Description: This dataset provides a comprehensive collection of cybersecurity events and network traffic data, spanning from January 2018 to March 2024, collected from real-world corporate environments in Texas, USA. The data includes a diverse range of cybersecurity incidents, covering normal activity as well as various types of threats. It was gathered from multiple sources, such as network traffic logs, system logs, and external threat intelligence feeds, making it suitable for developing machine learning models aimed at threat detection, incident response, and cybersecurity awareness improvement.

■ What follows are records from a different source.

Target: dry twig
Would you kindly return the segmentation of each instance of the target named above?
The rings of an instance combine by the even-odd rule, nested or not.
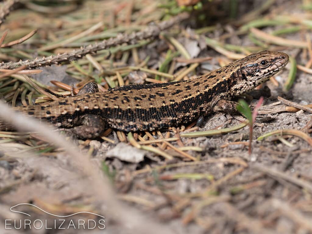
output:
[[[188,14],[183,13],[173,17],[169,20],[163,21],[158,25],[149,26],[142,31],[130,35],[120,34],[116,37],[111,38],[108,40],[104,40],[100,43],[82,47],[79,49],[74,50],[71,53],[64,53],[55,56],[51,56],[48,57],[43,57],[40,58],[36,58],[30,61],[26,60],[15,63],[4,63],[0,65],[0,68],[12,69],[21,66],[25,66],[30,69],[41,66],[57,64],[63,62],[76,60],[88,54],[92,54],[97,51],[124,43],[133,44],[137,43],[138,41],[155,38],[163,31],[170,28],[173,25],[187,18],[188,17]]]

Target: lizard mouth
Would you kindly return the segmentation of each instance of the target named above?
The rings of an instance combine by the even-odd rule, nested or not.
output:
[[[263,79],[264,77],[266,77],[267,79],[268,79],[285,67],[288,63],[289,57],[286,54],[282,53],[282,54],[283,55],[273,59],[272,61],[274,63],[269,67],[269,69],[268,69],[267,68],[264,69],[265,71],[265,71],[266,72],[263,73],[261,77],[258,77],[257,78]],[[275,60],[276,61],[274,62]]]

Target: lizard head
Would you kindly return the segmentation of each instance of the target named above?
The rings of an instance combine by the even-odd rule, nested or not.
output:
[[[240,75],[237,76],[232,92],[239,95],[252,90],[283,68],[289,59],[285,53],[267,51],[241,59],[238,71]]]

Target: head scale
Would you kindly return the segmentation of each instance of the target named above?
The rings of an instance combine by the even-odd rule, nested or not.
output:
[[[239,61],[241,76],[232,90],[235,95],[250,91],[268,80],[286,66],[289,57],[282,52],[264,51]]]

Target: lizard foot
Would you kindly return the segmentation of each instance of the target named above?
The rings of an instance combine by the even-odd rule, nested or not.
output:
[[[101,116],[87,114],[81,116],[80,126],[74,127],[70,131],[81,139],[93,139],[100,136],[105,130],[105,121]]]
[[[213,111],[215,112],[222,112],[229,114],[237,113],[236,106],[238,103],[232,101],[221,99],[219,100],[214,106]]]

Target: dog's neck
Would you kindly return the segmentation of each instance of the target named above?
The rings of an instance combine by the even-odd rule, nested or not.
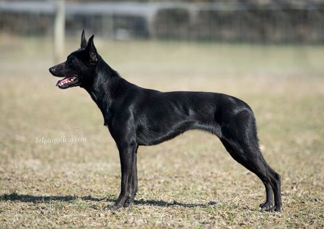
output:
[[[105,125],[114,100],[126,93],[126,88],[132,84],[123,79],[100,56],[98,60],[93,81],[84,88],[101,111]]]

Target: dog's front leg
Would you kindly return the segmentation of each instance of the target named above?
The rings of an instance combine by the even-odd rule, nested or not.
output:
[[[135,154],[138,146],[134,141],[117,143],[117,146],[119,150],[121,167],[121,193],[114,205],[108,206],[105,208],[108,210],[118,209],[123,206],[126,201],[133,195],[131,193],[133,191],[132,180],[134,175]],[[125,204],[125,206],[127,206],[127,204]]]
[[[136,147],[135,154],[134,155],[134,162],[133,162],[133,171],[132,172],[131,184],[129,184],[129,196],[124,204],[124,207],[130,207],[133,204],[135,195],[136,195],[137,191],[138,190],[138,180],[137,180],[137,149],[138,145]]]

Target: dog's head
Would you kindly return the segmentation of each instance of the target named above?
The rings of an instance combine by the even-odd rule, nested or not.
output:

The dataset is well-suited for research and experimentation in threat intelligence, intrusion detection, cybersecurity awareness training, and anomaly detection. The included features allow for the modeling of various threat scenarios and multi-class classification tasks. The labeled data provides information on the severity and type of threats detected, supporting both supervised and unsupervised learning techniques.

Features Overview:

Date_Time: The timestamp of the event (e.g., 2022-05-01 14:30:00), indicating when the activity or incident occurred.

Source_IP: IP address of the originating device involved in the event (e.g., 192.168.1.1).

Destination_IP: IP address of the target device involved in the event (e.g., 10.0.0.5).

Source_Port: Port number on the originating device (e.g., 443).

Destination_Port: Port number on the target device (e.g., 80).

Protocol_Type: The protocol used for the communication, such as TCP, UDP, ICMP.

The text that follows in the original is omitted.